The ovs-vswitchd’s main process contains a loop that runs every time some work needs to be done. This probe gets triggered every time the loop starts from the beginning. See also the main:poll_block probe below.

Arguments:

None

Script references:

  • utilities/usdt-scripts/bridge_loop.bt

probe main:poll_block

Description:

The ovs-vswitchd’s main process contains a loop that runs every time some work needs to be done. This probe gets triggered every time the loop is done, and it’s about to wait for being re-started by a poll_block() call returning. See also the main:run_start probe above.

Arguments:

None

Script references:

  • utilities/usdt-scripts/bridge_loop.bt

revalidate_ukey__:entry

Description:

This probe gets triggered on entry of the revalidate_ukey__() function.

Arguments:

  • arg0: (struct udpif *) udpif

  • arg1: (struct udpif_key *) ukey

  • arg2: (uint16_t) tcp_flags

  • arg3: (struct ofpbuf *) odp_actions

  • arg4: (struct recirc_refs *) recircs

  • arg5: (struct xlate_cache *) xcache

Script references:

  • utilities/usdt-scripts/reval_monitor.py

revalidate_ukey__:exit

Description:

This probe gets triggered right before the revalidate_ukey__() function exits.

Arguments:

  • arg0: (struct udpif *) udpif

  • arg1: (struct udpif_key *) ukey

  • arg2: (enum reval_result) result

Script references:

None

udpif_revalidator:start_dump

Description:

The ovs-vswitchd’s revalidator process contains a loop that runs every time revalidation work is needed. This probe gets triggered every time the dump phase has started.

Arguments:

  • arg0: (struct udpif *) udpif

  • arg1: (size_t) n_flows

Script references:

  • utilities/usdt-scripts/reval_monitor.py

udpif_revalidator:sweep_done

Description:

The ovs-vswitchd’s revalidator process contains a loop that runs every time revalidation work is needed. This probe gets triggered every time the sweep phase was completed.

Arguments:

  • arg0: (struct udpif *) udpif

  • arg1: (size_t) n_flows

  • arg2: (unsigned) MIN(ofproto_max_idle, ofproto_max_revalidator)

Script references:

  • utilities/usdt-scripts/reval_monitor.py

Adding your own probes

Adding your own probes is as simple as adding the OVS_USDT_PROBE() macro to the code. It’s similar to the DTRACE_PROBExx macro’s with the difference that it does automatically determine the number of optional arguments.

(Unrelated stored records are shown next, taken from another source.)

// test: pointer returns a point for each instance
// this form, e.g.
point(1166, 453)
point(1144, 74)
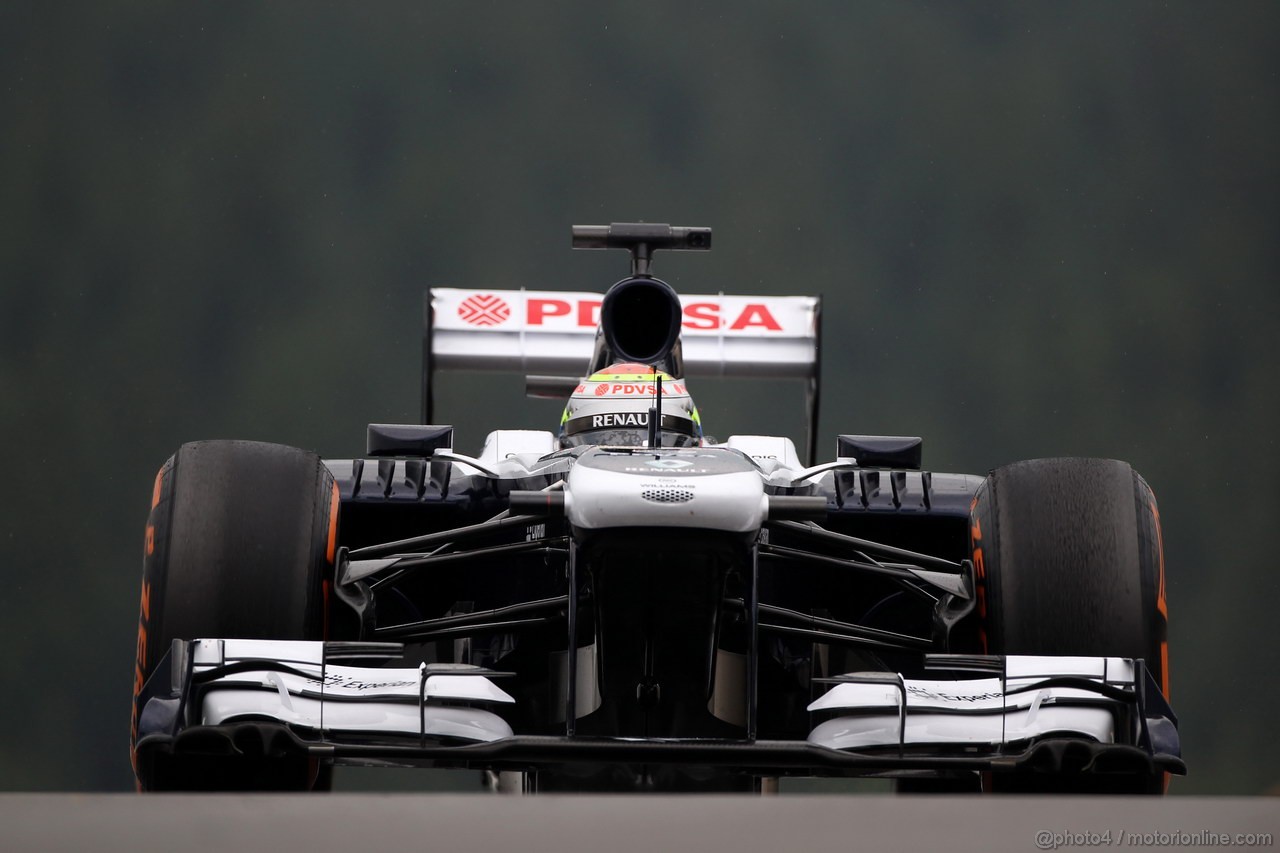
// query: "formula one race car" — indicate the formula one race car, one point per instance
point(626, 603)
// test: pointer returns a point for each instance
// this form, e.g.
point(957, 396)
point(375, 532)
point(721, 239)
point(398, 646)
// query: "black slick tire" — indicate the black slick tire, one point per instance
point(240, 543)
point(1069, 560)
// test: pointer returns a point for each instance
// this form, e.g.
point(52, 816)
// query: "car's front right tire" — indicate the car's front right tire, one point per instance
point(240, 543)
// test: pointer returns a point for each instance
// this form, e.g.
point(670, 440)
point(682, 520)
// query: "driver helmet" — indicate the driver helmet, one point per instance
point(611, 407)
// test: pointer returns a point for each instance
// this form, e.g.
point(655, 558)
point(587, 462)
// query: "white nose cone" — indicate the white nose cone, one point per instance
point(700, 487)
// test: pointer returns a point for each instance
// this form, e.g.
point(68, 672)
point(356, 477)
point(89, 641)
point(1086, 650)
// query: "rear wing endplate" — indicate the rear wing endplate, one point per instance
point(536, 333)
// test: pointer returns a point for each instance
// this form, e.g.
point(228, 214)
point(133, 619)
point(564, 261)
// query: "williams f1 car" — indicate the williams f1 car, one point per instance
point(626, 603)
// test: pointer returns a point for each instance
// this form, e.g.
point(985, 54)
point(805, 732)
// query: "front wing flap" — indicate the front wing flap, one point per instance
point(277, 698)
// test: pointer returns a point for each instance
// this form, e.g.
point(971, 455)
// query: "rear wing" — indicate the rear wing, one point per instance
point(549, 334)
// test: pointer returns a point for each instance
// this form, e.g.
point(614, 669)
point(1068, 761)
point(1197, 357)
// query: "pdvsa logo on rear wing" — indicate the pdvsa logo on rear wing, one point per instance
point(552, 332)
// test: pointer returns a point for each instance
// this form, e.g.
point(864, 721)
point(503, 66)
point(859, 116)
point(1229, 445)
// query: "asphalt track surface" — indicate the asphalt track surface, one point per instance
point(626, 824)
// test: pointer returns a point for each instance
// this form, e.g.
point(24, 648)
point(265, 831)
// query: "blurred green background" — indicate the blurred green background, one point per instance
point(1041, 228)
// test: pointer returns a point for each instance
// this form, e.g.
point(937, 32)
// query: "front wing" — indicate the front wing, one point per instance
point(982, 714)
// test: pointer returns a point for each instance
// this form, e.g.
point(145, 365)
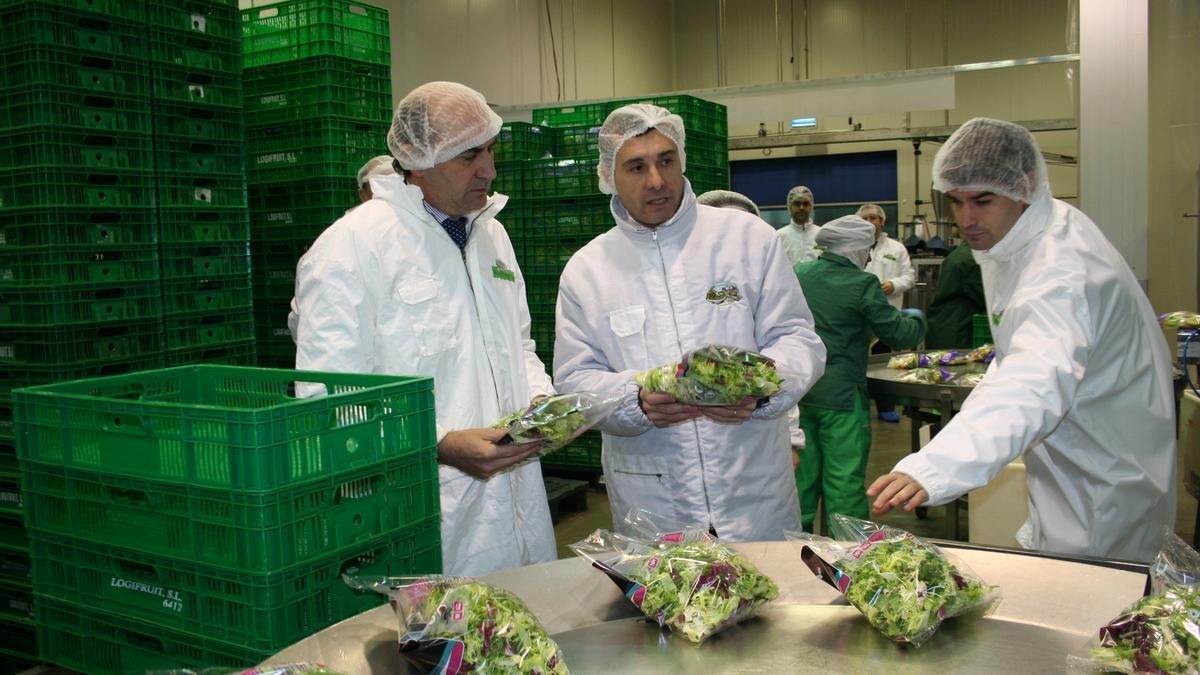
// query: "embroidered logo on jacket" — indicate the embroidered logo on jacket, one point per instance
point(501, 270)
point(723, 293)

The macro requires at least two arguments. The first one being the provider, and the second one being the name. To keep some consistency with the probe naming, please use the following convention. The provider should be the function name, and the name should be the name of the tracepoint. If you do function entry and exit like probes, please use entry and exit.

If, for some reason, you do not like to use the function name as a provider, please prefix it with __, so we know it’s not a function name.

The remaining parameters, up to 10, can be variables, pointers, etc., that might be of interest to capture at this point in the code. Note that the provided variables can cause the compiler to be less effective in optimizing.